Despite all the talk from government officials about increasing Canada Pension Plan payments, just 53 per cent of retirees say a government pension is helping to fund their retirement and only 35 per cent of working-age Canadians say that will be the case for them. Instead, many expect personal pension schemes, cash savings and their property to fund their retirement.

Ironically, Canadian retirees ranked as some of the happiest in the world, while almost half of working-age people in Canada are not currently saving for retirement. Furthermore, they are twice as likely to consider selling their homes to fund retirement, compared to those who have been able to stay the course and save.

Here’s a look at some other numbers from the survey:

  • 20 per cent of Canadians say that income from downsizing or selling a primary or secondary residence will help fund their retirement. In Australia, it’s 26 per cent, the U.K. 22 per cent, Singapore 21 per cent, and the global average is 12 per cent
  • 48 per cent of Canadians are not currently saving for retirement, which at least is better than the 65 per cent from Argentina, Taiwan at 54 per cent, France 53 per cent and Mexico 52 per cent
  • 59 per cent of pre-retirees say they plan to move into a retirement home one day. That’s four times more likely than current retirees, and almost double the global average of 31 per cent. It’s worth noting the average cost of assisted living for one person in Canada was $41,724 per year in 2013

The best advice retirees say they would send to their younger self?
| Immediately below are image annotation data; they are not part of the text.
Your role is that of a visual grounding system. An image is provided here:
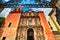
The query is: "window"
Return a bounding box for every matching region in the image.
[51,27,53,30]
[2,37,6,40]
[28,20,32,25]
[8,23,12,27]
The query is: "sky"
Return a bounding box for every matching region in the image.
[0,8,52,20]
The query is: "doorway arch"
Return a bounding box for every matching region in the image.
[27,28,34,40]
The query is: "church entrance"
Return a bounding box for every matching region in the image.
[27,28,34,40]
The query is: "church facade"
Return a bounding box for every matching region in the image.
[1,8,55,40]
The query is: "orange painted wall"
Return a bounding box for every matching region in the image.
[3,13,21,38]
[38,12,55,40]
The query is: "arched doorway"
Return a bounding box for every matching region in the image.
[27,28,34,40]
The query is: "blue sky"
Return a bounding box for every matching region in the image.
[0,8,52,20]
[0,0,52,20]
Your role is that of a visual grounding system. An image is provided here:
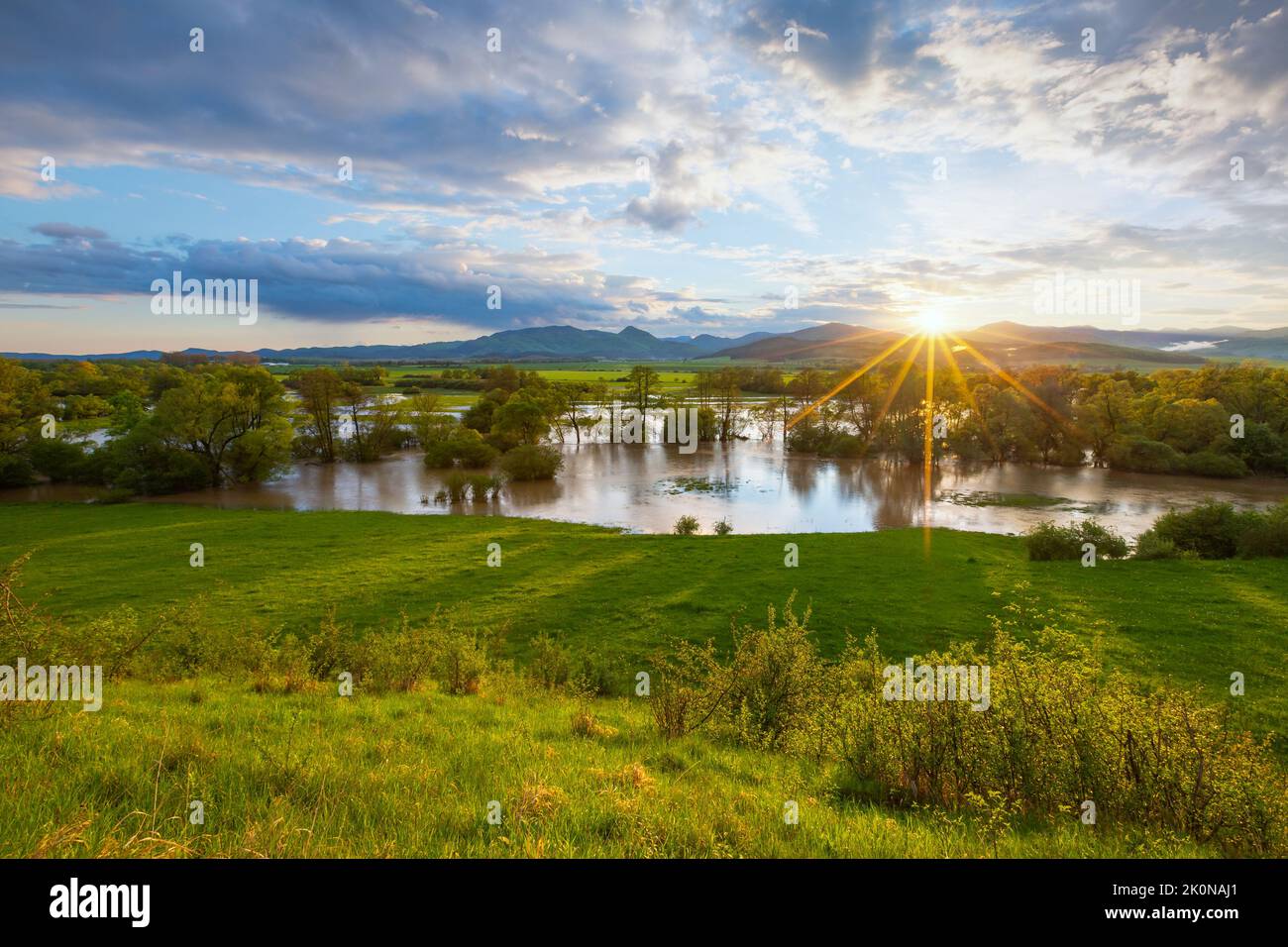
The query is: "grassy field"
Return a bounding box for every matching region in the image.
[0,679,1215,857]
[0,504,1288,756]
[0,504,1288,857]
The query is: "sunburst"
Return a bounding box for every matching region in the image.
[785,322,1070,558]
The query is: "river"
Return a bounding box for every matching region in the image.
[12,442,1288,539]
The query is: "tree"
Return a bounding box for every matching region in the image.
[1074,378,1134,467]
[627,365,661,441]
[297,368,344,463]
[149,365,293,487]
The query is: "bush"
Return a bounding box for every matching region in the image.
[1150,500,1261,559]
[1105,434,1181,473]
[443,471,471,502]
[425,427,497,471]
[818,610,1288,856]
[1181,451,1252,479]
[501,445,563,480]
[358,611,490,694]
[27,438,86,483]
[452,428,497,469]
[1239,501,1288,557]
[1024,519,1127,562]
[469,474,503,502]
[528,631,572,689]
[675,514,702,536]
[1134,530,1193,559]
[0,454,36,487]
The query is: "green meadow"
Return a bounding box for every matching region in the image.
[0,504,1288,751]
[0,504,1288,857]
[0,678,1220,858]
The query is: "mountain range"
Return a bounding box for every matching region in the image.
[4,322,1288,368]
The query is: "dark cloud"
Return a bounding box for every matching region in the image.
[31,223,107,240]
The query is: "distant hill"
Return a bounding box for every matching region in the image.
[713,322,881,362]
[10,316,1288,368]
[970,322,1288,361]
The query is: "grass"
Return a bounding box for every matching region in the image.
[0,504,1288,758]
[0,676,1215,858]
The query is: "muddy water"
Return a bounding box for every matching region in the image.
[12,442,1288,537]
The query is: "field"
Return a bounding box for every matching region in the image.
[0,504,1288,755]
[0,681,1214,858]
[0,504,1288,857]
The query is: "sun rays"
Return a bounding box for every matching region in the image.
[783,320,1069,558]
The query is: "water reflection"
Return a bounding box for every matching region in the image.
[0,442,1288,537]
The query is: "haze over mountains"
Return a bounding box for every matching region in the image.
[4,322,1288,366]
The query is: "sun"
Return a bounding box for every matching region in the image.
[912,309,948,335]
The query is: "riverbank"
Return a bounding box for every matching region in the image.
[0,442,1288,539]
[0,504,1288,756]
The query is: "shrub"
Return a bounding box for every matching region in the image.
[713,592,821,750]
[452,428,497,468]
[501,445,563,480]
[819,622,1288,856]
[675,514,702,536]
[1105,434,1181,473]
[469,474,503,502]
[1134,530,1193,559]
[27,438,85,483]
[1151,500,1259,559]
[568,651,630,697]
[0,454,36,487]
[443,471,471,502]
[1024,519,1127,562]
[1181,451,1252,479]
[528,631,572,689]
[1239,501,1288,557]
[361,609,489,694]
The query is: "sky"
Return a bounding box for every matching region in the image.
[0,0,1288,353]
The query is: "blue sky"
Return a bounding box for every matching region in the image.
[0,0,1288,352]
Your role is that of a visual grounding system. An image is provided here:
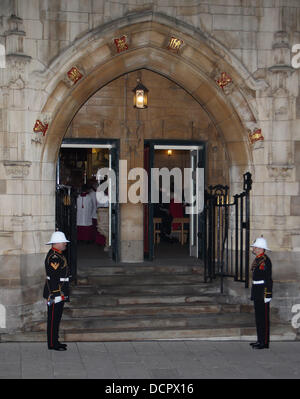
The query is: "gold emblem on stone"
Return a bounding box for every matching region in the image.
[249,128,264,144]
[216,72,232,90]
[168,36,183,51]
[67,67,83,84]
[114,35,128,53]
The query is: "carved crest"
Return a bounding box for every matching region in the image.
[67,66,83,84]
[216,72,232,90]
[33,119,49,136]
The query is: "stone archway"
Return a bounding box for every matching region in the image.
[33,13,260,260]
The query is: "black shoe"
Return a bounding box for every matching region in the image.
[48,345,67,351]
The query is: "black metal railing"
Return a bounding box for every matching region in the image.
[204,172,252,293]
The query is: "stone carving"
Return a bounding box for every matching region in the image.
[114,35,129,53]
[267,165,294,180]
[167,36,183,53]
[216,72,232,90]
[67,66,83,84]
[249,128,264,144]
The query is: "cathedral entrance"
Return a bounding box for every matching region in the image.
[56,139,119,282]
[144,140,205,260]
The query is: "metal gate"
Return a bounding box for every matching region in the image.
[55,184,77,284]
[204,172,252,293]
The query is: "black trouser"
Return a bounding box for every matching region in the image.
[254,299,270,346]
[47,301,64,348]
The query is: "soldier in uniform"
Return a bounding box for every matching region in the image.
[250,237,273,349]
[43,231,70,351]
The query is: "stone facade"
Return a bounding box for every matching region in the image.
[0,0,300,330]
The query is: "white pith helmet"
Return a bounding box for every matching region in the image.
[46,231,70,245]
[250,236,271,251]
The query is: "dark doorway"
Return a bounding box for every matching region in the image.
[56,139,119,278]
[144,140,205,260]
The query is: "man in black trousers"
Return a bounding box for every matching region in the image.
[250,237,273,349]
[43,231,70,351]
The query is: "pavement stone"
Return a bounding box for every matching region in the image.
[0,340,300,380]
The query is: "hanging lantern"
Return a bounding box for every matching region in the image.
[132,79,149,109]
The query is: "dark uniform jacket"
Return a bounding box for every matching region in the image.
[43,247,70,301]
[251,254,273,301]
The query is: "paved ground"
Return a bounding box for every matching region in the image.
[0,341,300,384]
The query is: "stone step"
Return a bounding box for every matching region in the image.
[68,293,216,308]
[89,283,219,296]
[64,303,240,319]
[78,264,204,280]
[0,324,300,348]
[31,313,254,332]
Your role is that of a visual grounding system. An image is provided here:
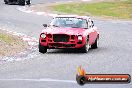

1. Start saving now - yes, now: 39 per cent say they would have started earlier.

2. Get help: Talk things through with family and friends but 45 per cent of respondents suggest speaking with a professional to gain a better understanding of the financial implications of your choices.

3. Take care of yourself - you are worth it: Regardless of your age, good health should be a top priority, followed by having enough money for a comfortable life.